Slow Light Augmented Fabry-Perot Cavity for Enhanced Sensitivity in Measuring Frequency Shift

TL;DR

This paper proposes a slow-light augmented Fabry-Perot cavity (SLAFPC) that significantly enhances the sensitivity of frequency shift measurements, outperforming similar unbalanced interferometers under ideal, low-loss conditions.

Contribution

The paper introduces a novel slow-light augmented Fabry-Perot cavity (SLAFPC) for improved frequency shift sensitivity, demonstrating its advantages over SLAUMZI in specific conditions.

Findings

SEF of ~1.4×10^5 achievable with SLAFPC

Sensitivity enhancement depends on laser spectral width and cavity finesse

SLAFPC outperforms SLAUMZI under low-loss, high group index conditions

Abstract

Recently, it has been shown that a slow-light augmented unbalanced Mach-Zehnder interferometer (SLAUMZI) can be used to enhance significantly the sensitivity of measuring the frequency shift of a laser, compared to the conventional technique of heterodyning with a reference laser. Here, we show that a similar enhancement can be realized using a slow-light augmented Fabry-Perot Cavity (SLAFPC), due to the fact that an FPC is inherently unbalanced, since different bounces of the field traverse different path lengths before interfering with the other bounces. We show how the degree of enhancement in sensitivity depends on the spectral width of the laser and the finesse of the FPC. We also show how the sensitivity enhancement factor (SEF) for the SLAFPC is much larger than the same for the SLAUMZI for comparable conditions and the same group index, under lossless conditions.
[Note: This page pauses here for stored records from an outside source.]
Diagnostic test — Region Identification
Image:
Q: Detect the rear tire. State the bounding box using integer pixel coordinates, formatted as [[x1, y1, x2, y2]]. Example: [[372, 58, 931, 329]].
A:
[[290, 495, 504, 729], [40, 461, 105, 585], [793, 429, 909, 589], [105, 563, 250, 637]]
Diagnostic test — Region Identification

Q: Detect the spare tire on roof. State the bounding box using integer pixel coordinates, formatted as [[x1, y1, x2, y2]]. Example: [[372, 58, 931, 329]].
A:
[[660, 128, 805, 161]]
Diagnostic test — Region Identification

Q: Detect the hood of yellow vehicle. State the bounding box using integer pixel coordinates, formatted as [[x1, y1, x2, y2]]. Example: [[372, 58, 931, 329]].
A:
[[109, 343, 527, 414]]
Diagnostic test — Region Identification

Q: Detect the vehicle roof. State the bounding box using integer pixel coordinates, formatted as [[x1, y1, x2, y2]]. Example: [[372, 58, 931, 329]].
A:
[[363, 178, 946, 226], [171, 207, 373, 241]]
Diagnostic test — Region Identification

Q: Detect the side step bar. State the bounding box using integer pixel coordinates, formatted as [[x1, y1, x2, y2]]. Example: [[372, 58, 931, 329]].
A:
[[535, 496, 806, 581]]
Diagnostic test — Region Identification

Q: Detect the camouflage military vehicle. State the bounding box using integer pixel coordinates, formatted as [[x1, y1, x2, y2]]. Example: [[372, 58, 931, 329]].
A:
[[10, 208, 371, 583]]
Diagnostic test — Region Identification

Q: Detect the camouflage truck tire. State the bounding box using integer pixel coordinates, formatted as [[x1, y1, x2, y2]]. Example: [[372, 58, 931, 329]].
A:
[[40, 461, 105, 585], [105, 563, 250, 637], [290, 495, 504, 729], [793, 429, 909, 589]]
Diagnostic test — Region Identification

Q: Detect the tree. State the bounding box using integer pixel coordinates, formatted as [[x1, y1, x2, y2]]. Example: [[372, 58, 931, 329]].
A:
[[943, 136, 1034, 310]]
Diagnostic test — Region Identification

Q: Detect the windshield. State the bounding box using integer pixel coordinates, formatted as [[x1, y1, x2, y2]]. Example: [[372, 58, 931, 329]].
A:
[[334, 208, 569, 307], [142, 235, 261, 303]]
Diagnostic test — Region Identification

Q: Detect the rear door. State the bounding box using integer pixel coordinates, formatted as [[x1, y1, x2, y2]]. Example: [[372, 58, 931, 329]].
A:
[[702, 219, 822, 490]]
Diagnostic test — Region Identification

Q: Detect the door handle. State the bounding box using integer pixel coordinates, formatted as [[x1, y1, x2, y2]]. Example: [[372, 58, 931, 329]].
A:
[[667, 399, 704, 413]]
In general, the effect of the loss caused by the medium that produces the slow-light process is more prominent for the SLAFPC than the SLAUMZI. However, if the attenuation per pass can be kept low enough while producing a high group index, using cold atoms for generating the slow-light effect, for example, then the SEF for the SLAFPC can be much higher than that for the SLAUMZI. For potentially realizable conditions, we show that an SEF of ~1.4*10^5 can be achieved using a SLAFPC.